#!/usr/bin/env python3
"""
Distributed exact dedup (with LSH bins for sharding) for zero_context/medium.
Resume is fast via:
  1) Digest-first checking (xxhash) — no MinHash if already seen.
  2) Per-file DONE marker — skip whole files already processed.

Features:
- Resume support: skips existing samples/files
- Exact dedup inside bins (xxhash digest equality)
- Batched Ray RPCs and LMDB writes
- File-batch and sample progress bars
"""

from __future__ import annotations
import os, sys, argparse, csv
from typing import Iterable, List, Dict, Tuple

import ujson as json
from tqdm import tqdm

import ray, lmdb, xxhash
from datasketch import MinHash

FIELD_SEP = "\n--FIELD--\n"

# -------------------------------
# Tokenization / text utilities
# -------------------------------

def tokenize_words(text: str) -> Iterable[bytes]:
    for tok in text.lower().split():
        if tok:
            yield tok.encode("utf-8")

def tokenize_char_ngrams(text: str, n: int = 5) -> Iterable[bytes]:
    t = text.lower()
    L = len(t)
    if L < n:
        if L > 0:
            yield t.encode("utf-8")
        return
    for i in range(L - n + 1):
        yield t[i:i+n].encode("utf-8")

def compute_minhash(text: str, num_perm: int, tokenizer: str, ngram: int) -> MinHash:
    mh = MinHash(num_perm=num_perm)
    if tokenizer == "word":
        toks = [tok.encode("utf-8") for tok in text.lower().split() if tok]
    else:
        t = text.lower()
        if len(t) < ngram:
            toks = [t.encode("utf-8")] if t else []
        else:
            toks = [t[i:i+ngram].encode("utf-8") for i in range(len(t) - ngram + 1)]
    if hasattr(mh, "update_batch"):
        mh.update_batch(toks)
    else:
        for tok in toks:
            mh.update(tok)
    return mh

def compute_exact_digest(text: str) -> bytes:
    return xxhash.xxh3_64_digest(text.encode("utf-8"))

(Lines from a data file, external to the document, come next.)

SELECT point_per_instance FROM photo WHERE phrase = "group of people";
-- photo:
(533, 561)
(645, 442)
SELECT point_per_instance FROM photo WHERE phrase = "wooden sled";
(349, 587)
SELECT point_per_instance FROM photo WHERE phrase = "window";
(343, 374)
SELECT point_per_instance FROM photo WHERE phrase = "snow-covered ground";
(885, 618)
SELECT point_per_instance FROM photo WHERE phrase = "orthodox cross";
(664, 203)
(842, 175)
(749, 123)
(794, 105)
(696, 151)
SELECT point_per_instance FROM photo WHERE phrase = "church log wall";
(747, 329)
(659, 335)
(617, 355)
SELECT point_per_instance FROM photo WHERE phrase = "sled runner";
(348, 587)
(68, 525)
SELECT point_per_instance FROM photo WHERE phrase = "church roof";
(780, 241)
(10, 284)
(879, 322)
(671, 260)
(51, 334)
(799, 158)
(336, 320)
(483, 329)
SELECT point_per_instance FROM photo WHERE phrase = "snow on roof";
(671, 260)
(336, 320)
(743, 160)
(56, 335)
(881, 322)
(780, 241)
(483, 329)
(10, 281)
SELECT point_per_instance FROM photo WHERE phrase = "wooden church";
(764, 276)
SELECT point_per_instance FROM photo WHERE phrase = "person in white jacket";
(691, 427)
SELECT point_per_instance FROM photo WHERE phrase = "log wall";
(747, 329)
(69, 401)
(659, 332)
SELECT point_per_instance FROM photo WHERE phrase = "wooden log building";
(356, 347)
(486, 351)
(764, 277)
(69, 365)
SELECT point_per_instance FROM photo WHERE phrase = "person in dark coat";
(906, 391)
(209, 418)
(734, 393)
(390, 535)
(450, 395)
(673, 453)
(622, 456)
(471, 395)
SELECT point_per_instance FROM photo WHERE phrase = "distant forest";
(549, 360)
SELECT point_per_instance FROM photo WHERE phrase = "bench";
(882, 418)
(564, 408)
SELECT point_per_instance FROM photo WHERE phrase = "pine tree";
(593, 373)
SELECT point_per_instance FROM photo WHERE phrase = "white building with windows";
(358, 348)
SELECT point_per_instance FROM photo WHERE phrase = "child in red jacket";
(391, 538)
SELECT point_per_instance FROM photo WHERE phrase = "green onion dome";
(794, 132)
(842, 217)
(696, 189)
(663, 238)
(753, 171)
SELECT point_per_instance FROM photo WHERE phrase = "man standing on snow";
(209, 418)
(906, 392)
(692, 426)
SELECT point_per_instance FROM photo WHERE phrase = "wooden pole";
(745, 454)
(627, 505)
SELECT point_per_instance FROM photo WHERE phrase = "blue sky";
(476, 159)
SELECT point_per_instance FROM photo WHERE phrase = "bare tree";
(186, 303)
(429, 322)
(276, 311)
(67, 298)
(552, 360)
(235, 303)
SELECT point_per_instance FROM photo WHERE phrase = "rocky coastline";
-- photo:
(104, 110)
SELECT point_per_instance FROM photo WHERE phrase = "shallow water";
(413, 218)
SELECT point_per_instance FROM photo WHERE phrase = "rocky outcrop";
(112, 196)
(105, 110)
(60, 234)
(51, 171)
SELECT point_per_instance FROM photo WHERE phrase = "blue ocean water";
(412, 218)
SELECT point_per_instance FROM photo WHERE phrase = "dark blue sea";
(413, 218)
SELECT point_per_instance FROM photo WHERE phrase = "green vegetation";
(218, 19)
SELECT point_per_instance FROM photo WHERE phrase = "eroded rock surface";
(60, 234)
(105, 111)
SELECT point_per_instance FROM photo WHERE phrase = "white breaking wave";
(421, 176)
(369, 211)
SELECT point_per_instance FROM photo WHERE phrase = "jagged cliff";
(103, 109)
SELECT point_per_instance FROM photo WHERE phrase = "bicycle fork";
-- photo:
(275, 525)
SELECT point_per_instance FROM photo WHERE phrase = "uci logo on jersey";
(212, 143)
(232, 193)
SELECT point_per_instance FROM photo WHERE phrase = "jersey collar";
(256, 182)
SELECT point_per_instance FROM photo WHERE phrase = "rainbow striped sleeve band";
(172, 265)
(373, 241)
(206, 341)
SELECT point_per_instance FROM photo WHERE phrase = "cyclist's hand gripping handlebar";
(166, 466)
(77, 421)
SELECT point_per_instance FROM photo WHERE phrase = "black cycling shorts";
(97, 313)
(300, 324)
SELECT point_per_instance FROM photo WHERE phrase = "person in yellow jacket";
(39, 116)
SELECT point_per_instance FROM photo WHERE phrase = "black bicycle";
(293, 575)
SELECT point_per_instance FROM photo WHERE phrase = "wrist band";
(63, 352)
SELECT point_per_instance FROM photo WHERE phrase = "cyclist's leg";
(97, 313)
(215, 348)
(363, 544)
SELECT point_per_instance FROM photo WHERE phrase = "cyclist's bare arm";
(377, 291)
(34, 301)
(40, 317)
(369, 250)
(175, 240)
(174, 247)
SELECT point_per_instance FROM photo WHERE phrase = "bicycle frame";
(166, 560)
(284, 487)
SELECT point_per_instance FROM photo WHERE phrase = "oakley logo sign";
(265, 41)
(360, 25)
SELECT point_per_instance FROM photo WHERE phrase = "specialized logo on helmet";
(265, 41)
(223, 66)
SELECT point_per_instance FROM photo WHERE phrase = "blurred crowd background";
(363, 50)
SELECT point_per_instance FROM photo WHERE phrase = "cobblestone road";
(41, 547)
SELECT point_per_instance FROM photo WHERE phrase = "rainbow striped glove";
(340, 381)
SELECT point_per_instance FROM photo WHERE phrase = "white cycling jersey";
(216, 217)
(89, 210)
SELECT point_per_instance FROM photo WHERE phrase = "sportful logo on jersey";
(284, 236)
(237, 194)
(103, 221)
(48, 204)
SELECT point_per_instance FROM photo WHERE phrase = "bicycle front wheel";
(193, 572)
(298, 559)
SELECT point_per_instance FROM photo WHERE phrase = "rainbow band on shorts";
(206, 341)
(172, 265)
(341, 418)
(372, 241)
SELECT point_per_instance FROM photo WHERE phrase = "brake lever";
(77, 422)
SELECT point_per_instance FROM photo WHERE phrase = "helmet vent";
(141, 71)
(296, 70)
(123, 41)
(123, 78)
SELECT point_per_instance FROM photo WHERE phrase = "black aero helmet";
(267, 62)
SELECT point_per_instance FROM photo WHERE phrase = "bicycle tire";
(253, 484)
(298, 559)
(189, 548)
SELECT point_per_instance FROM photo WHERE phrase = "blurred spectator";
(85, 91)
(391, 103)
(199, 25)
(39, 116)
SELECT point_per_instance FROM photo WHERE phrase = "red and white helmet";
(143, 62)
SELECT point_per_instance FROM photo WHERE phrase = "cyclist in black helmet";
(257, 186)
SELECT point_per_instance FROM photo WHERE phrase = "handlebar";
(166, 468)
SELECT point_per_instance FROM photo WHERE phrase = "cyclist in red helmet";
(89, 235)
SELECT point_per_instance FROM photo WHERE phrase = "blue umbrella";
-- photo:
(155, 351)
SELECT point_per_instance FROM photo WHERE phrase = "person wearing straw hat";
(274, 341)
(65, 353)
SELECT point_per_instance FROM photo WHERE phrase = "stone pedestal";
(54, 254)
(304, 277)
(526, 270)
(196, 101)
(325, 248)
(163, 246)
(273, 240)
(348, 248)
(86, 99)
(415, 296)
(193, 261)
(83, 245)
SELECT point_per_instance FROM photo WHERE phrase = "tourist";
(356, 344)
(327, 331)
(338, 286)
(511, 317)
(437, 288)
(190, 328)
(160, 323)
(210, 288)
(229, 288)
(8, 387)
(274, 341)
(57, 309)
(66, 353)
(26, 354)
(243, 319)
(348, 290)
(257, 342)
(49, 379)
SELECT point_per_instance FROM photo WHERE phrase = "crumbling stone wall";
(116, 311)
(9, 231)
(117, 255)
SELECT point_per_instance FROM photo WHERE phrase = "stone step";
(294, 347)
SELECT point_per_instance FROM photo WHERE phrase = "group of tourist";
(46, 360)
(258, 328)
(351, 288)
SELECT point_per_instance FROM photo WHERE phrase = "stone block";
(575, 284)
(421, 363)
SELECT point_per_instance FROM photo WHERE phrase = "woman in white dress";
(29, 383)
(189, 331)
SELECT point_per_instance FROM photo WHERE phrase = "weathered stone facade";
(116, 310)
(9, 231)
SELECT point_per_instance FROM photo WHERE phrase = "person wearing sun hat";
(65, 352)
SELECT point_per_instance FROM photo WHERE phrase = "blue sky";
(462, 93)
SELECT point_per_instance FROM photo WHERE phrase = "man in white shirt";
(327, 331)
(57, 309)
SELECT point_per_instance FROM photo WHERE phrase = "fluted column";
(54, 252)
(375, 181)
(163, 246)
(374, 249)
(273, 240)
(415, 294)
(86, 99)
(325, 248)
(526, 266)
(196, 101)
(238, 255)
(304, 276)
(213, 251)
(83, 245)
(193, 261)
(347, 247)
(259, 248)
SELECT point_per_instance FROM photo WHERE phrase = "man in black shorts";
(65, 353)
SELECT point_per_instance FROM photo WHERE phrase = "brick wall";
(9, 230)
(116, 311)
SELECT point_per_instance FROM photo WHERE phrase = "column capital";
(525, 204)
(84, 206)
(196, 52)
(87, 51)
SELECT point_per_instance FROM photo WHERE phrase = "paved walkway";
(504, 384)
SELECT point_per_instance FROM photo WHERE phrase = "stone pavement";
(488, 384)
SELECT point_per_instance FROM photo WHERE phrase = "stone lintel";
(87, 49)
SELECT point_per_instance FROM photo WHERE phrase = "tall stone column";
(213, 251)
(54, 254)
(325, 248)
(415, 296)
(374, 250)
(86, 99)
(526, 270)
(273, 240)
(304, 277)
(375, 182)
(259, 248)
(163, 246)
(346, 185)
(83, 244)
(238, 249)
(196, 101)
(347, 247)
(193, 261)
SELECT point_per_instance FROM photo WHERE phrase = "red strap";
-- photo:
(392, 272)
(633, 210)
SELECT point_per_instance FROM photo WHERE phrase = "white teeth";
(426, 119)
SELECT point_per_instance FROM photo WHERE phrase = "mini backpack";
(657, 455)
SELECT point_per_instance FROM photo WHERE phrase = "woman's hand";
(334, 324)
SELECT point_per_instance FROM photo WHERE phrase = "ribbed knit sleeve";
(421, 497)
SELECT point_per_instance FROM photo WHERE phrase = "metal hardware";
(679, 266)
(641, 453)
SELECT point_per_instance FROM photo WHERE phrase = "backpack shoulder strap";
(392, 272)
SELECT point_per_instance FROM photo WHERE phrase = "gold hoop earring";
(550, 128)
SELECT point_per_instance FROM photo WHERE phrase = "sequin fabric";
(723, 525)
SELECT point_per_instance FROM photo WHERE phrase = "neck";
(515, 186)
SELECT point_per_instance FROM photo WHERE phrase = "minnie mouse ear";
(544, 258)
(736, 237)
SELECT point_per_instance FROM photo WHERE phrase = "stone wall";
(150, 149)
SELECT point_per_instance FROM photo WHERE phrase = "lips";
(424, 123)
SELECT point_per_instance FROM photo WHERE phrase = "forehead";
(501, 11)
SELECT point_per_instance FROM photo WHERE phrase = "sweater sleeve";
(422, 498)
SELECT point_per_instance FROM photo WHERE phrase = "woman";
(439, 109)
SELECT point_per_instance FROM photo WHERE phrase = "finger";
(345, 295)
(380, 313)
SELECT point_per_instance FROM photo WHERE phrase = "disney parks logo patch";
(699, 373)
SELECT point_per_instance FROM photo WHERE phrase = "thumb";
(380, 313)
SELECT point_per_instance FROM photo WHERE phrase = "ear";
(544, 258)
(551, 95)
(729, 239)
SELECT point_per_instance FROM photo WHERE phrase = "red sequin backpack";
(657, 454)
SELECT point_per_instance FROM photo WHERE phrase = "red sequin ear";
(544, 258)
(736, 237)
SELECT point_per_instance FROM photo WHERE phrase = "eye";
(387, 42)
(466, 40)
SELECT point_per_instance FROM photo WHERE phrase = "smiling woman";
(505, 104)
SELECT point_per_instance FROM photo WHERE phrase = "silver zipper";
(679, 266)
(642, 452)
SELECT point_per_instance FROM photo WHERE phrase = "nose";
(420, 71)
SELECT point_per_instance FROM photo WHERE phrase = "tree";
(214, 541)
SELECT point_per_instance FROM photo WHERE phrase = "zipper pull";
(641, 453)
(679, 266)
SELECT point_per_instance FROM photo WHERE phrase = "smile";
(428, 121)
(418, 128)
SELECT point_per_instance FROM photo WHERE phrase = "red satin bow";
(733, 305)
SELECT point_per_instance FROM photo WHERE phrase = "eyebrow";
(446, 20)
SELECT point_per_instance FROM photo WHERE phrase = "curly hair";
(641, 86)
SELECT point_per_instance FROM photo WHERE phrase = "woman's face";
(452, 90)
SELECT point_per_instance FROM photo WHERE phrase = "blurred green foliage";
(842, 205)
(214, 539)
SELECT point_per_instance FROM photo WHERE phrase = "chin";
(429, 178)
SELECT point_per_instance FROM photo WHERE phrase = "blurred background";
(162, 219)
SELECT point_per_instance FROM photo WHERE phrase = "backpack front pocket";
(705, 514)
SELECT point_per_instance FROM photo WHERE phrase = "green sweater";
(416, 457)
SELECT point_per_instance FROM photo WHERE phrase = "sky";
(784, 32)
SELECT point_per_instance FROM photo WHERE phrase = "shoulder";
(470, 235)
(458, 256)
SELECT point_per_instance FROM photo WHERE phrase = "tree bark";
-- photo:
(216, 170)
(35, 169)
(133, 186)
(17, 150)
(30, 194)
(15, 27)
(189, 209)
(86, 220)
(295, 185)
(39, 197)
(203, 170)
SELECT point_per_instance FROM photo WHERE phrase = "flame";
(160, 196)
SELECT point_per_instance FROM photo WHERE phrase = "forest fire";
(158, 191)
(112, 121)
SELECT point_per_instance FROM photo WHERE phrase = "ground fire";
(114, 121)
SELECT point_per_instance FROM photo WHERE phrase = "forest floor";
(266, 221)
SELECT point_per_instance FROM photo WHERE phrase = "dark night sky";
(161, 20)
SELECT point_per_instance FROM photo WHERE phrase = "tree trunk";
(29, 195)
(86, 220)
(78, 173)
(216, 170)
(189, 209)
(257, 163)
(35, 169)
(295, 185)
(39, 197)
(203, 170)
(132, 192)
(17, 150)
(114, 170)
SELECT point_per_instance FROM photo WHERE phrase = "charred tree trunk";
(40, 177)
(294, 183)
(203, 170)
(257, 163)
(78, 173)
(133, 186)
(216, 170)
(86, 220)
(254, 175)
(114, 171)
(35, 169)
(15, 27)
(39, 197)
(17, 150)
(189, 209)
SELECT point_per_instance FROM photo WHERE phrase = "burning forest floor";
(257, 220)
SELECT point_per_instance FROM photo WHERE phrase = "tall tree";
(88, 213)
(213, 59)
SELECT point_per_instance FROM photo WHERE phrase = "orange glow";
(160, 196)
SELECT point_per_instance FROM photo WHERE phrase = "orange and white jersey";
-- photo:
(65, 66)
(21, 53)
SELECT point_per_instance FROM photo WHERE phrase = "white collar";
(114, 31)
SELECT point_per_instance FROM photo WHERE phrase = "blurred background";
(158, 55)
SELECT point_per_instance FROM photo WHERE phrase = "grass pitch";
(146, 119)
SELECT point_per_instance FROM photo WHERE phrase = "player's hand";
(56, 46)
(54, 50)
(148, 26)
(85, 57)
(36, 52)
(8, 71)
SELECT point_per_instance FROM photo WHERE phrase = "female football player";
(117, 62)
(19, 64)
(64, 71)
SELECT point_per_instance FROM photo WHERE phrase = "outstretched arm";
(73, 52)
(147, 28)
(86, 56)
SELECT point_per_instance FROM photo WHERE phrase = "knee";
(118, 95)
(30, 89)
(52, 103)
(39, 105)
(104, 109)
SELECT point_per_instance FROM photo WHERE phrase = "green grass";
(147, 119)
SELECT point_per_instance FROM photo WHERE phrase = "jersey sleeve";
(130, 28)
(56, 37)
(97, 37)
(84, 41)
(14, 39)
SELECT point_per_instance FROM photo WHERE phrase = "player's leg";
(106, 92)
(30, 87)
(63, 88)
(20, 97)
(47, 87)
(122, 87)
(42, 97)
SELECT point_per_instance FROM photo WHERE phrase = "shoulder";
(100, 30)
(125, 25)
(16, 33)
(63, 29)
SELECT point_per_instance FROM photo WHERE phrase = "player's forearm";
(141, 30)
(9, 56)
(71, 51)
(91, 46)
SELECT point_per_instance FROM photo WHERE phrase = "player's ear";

# -------------------------------
# LSH banding
# -------------------------------

def compute_band_keys(sig_buf: bytes, bands: int, rows: int) -> List[bytes]:
    import numpy as np
    hv = np.frombuffer(sig_buf, dtype=np.uint64)
    keys = []
    assert len(hv) == bands * rows
    for b in range(bands):
        start = b * rows
        chunk = hv[start:start+rows]
        h = xxhash.xxh3_64_digest(chunk.tobytes())
        keys.append(b.to_bytes(2, "big") + h)
    return keys

# -------------------------------
# Storage (LMDB)
# -------------------------------

class LMDBIndex:
    """
    DBs:
      - db_buckets: band_key -> newline-delimited sample_ids
      - db_sigs:    sample_id -> digest (bytes)
      - db_digests: digest -> sample_id (any one)
      - db_files:   fid -> marker (whole file done)
    """
    def __init__(self, op_dir: str, map_size: int = 128 << 30, readonly: bool = False):
        os.makedirs(op_dir, exist_ok=True)
        self.env = lmdb.open(
            op_dir,
            map_size=map_size,
            max_dbs=4,
            subdir=True,
            readonly=readonly,
            lock=not readonly,
            readahead=False,
            writemap=False,
            map_async=True,
            max_readers=2048,
            sync=False,
            metasync=False,
        )
        self.db_buckets = self.env.open_db(b"buckets")
        self.db_sigs = self.env.open_db(b"sigs")
        self.db_digests = self.env.open_db(b"digests")
        self.db_files = self.env.open_db(b"files")

    def close(self): self.env.close()

    def iter_candidates_for_bandkeys(self, band_keys: List[bytes]) -> Iterable[str]:
        with self.env.begin(db=self.db_buckets, buffers=True) as txn:
            for bk in band_keys:
                v = txn.get(bk)
                if v:
                    for line in bytes(v).split(b"\n"):
                        if line:
                            yield line.decode("utf-8")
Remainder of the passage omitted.